New Zealand Mountan Safety Council

Online Course - Rescue - Transceivers

Transceivers are electronic devices (worn by each person) that transmit a radio signal. In the event of an avalanche, searchers can switch their transceivers to search mode and follow the signal to the buried person.

A range of transceivers are imported into New Zealand. All transmit on 457 kHz and are compatible with each other but differ in the way they display information and what other functions they can perform.

Digital transceivers convert the signal from the buried set into visual distance, direction indicators and audible signals that aid the searcher. Older analogue transceivers do not apply any enhancement to the signal; the beep you hear is the actual unprocessed signal from the transmitting set and a change in volume indicates that you are getting closer to the buried signal.

The most important thing is to understand how to use the features on your transceiver and PRACTICE, PRACTICE, PRACTICE.

Using your Transceiver

Every transceiver has a different way of turning on, switching to search and indicating where the buried signal is coming from. Read the manufacturer’s instructions and learn how to operate the one you have.

  • Put your transceiver on before you make your first step onto the snow. Wear it under a layer of clothing and leave it switched on at all times.
  • Check everyone’s transceiver is transmitting properly. Repeat this check two or three times during the day. Get one person to listen while the others file past one at a time. The last person then checks the first person’s transceiver before the party sets out.
  • Ensure that the transceiver is more than 50cm from any other electronic equipment such as a cell phone, camera or radio. These devices might interfere with the transceiver’s ability to operate effectively.
  • Check and change you transceiver batteries regularly. Use Alkaline batteries. Never use lithium or rechargeable batteries as the range and working life of these batteries is significantly shorter. Remove the batteries for the summer and replace with new batteries for winter.

Signal Search

Coarse Search

Fine Search

Pinpointing with a probe

Move fast, you are trying to find the buried person's signal

  • Use a 40 metre search strip width in order to pick up the buried person’s signal.
  • All electronic devices such as cell phones, cameras or radios should be turned off or have at least 50cm separation from the transceiver to avoid interference.
  • Look at the avalanche path for visual clues as you search.This may be the victim's gloves, hats or equipment.
  • Swiveling your transceiver right and left and tilting it up and down helps you orientate it with the field lines being transmitted from the buried set, and so assist your search. When you pick up a signal, shout SIGNAL to inform the rest of the searchers and follow the indicators on your transceiver.
  • If there are other people buried, the initial search should continue while one rescuer follows through to the next phase (Coarse search).

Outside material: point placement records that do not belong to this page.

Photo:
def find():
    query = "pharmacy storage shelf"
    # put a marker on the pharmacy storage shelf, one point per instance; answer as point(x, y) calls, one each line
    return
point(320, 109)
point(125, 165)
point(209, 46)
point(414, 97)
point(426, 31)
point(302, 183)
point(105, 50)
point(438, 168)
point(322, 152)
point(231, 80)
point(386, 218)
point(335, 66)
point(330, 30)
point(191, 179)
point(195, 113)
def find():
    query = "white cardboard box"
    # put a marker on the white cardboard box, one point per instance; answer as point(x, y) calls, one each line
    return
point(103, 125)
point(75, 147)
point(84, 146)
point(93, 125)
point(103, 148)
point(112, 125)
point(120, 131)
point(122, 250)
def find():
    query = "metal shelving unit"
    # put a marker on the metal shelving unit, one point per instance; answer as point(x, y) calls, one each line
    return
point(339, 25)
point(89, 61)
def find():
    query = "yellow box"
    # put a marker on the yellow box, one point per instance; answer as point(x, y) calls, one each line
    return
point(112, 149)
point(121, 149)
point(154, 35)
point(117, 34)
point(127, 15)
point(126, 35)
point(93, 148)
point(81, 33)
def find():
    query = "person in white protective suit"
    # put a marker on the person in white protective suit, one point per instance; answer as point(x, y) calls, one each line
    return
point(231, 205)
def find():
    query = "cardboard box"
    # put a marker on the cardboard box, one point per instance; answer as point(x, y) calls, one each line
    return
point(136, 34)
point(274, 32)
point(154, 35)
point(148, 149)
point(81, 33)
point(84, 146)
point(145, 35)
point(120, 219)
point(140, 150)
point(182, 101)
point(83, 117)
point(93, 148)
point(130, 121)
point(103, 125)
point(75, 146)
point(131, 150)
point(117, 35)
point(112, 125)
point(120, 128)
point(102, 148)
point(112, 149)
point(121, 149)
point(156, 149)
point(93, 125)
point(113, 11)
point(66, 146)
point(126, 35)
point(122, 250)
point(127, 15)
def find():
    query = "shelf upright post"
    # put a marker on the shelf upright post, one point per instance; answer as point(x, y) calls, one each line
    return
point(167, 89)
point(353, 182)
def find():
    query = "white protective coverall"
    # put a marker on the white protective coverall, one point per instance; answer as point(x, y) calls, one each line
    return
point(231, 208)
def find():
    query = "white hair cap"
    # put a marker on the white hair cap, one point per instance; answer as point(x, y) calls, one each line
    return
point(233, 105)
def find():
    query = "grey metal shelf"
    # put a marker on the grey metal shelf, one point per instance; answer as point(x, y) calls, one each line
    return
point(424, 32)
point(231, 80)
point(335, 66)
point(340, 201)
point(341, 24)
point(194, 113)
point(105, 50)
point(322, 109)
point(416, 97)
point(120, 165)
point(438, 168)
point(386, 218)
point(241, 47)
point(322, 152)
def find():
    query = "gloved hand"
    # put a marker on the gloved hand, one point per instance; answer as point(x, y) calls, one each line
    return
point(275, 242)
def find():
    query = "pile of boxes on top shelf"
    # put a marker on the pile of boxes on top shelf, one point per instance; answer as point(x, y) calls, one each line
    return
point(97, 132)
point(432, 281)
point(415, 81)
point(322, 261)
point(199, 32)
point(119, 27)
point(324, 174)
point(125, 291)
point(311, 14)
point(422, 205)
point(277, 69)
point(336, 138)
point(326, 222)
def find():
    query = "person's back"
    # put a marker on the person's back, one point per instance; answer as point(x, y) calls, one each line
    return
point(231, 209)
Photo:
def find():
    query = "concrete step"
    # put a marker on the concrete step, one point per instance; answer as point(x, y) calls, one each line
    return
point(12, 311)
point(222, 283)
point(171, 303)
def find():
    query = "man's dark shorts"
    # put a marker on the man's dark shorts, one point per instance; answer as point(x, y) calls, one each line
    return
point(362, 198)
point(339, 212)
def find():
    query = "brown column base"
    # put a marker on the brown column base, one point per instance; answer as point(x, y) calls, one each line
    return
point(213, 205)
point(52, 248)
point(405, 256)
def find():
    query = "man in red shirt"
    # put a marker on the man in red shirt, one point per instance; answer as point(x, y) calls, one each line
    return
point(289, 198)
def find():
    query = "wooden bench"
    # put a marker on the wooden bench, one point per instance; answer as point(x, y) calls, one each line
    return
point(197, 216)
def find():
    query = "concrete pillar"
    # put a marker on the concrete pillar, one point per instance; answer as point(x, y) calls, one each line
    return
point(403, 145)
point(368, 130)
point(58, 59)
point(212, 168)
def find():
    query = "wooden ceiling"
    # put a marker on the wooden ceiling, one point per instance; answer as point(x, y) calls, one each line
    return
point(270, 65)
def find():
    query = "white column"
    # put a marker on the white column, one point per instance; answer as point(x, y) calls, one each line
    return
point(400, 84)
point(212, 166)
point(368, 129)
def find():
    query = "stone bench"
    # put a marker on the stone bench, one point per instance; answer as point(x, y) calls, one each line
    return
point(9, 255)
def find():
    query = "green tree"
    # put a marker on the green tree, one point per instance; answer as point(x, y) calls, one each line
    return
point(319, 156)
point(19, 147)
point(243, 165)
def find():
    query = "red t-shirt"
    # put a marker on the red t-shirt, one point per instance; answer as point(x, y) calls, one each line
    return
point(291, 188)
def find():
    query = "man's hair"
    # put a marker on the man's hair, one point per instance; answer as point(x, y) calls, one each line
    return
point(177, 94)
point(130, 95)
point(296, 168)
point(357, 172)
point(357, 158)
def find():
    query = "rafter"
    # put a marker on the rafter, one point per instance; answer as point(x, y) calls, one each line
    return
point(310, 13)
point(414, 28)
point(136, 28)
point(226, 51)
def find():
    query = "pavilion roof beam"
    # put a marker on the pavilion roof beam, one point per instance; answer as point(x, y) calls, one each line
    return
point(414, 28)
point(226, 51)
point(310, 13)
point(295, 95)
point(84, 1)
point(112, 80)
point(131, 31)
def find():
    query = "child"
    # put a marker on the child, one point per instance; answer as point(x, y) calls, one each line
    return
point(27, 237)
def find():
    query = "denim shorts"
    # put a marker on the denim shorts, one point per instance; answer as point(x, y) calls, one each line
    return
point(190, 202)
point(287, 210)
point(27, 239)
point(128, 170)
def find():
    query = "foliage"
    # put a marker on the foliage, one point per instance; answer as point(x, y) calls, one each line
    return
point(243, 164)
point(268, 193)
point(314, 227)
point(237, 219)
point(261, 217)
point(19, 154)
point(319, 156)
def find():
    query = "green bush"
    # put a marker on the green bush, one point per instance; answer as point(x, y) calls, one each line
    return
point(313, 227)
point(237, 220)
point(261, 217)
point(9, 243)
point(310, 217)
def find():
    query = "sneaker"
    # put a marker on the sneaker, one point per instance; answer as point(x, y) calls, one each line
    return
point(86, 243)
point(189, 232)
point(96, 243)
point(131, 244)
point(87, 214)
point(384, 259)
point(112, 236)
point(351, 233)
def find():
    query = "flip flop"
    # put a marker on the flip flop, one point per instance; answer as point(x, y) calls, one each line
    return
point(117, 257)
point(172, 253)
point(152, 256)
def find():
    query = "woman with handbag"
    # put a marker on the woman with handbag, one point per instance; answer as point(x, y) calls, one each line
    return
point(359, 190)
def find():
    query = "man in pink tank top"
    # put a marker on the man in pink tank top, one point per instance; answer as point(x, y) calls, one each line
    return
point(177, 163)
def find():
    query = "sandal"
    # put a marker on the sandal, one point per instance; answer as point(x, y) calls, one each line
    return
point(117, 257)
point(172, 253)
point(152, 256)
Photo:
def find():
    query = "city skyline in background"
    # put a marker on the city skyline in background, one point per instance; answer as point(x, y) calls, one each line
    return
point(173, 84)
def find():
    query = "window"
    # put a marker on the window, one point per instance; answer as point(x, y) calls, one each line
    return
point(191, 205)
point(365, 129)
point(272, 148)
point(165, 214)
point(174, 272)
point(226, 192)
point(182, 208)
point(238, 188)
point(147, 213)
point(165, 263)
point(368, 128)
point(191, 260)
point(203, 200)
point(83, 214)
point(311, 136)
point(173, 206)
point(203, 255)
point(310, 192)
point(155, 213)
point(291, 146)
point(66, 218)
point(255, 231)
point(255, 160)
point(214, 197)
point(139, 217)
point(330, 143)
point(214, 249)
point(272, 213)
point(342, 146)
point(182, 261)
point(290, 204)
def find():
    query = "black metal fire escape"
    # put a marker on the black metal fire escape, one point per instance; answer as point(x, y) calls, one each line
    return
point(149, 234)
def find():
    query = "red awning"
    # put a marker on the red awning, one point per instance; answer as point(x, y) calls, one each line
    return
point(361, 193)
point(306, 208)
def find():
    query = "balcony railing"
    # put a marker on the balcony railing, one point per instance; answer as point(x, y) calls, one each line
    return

Move as fast as possible. You have heard the signal and are trying to narrow the likely burial spot down to a small area.

  • Follow the indicators on your transceiver. Once your transceiver indicates that you are 10 metres away from the buried victim, slow down.

Slow down and get down You have identified a small area and are looking for the place to probe and dig.

  • When you are within 3 metres of the buried person, start moving very slowly and systematically.
  • Get down on your hands and knees and with your transceiver close to the snow, move it along the surface in a straight line. The signal should usually get stronger before weakening. Keep going until the signal weakens then go back to the area of the strongest signal.
  • Keeping your set oriented the same way, move it at right angles to your first line until the signal fades away. Then move back in the opposite direction until you find the strongest signal again. Repeat to the other side of the strongest signal.
  • Mark the spot and start pinpointing with a probe.


  • Use your probe to find the buried person and their depth of burial. Start from the point with the strongest signal and probe 25cm apart in an outward spiral. Be systematic and precise.
  • The probe should always be perpendicular (90°) to the snow surface.
  • Once the victim has been struck, leave the probe in place.
  • If you don’t have a probe, start digging and use further fine searching with the transceiver from within the hole to find the victim.
  • Only use the marking function once you have a confirmed strike.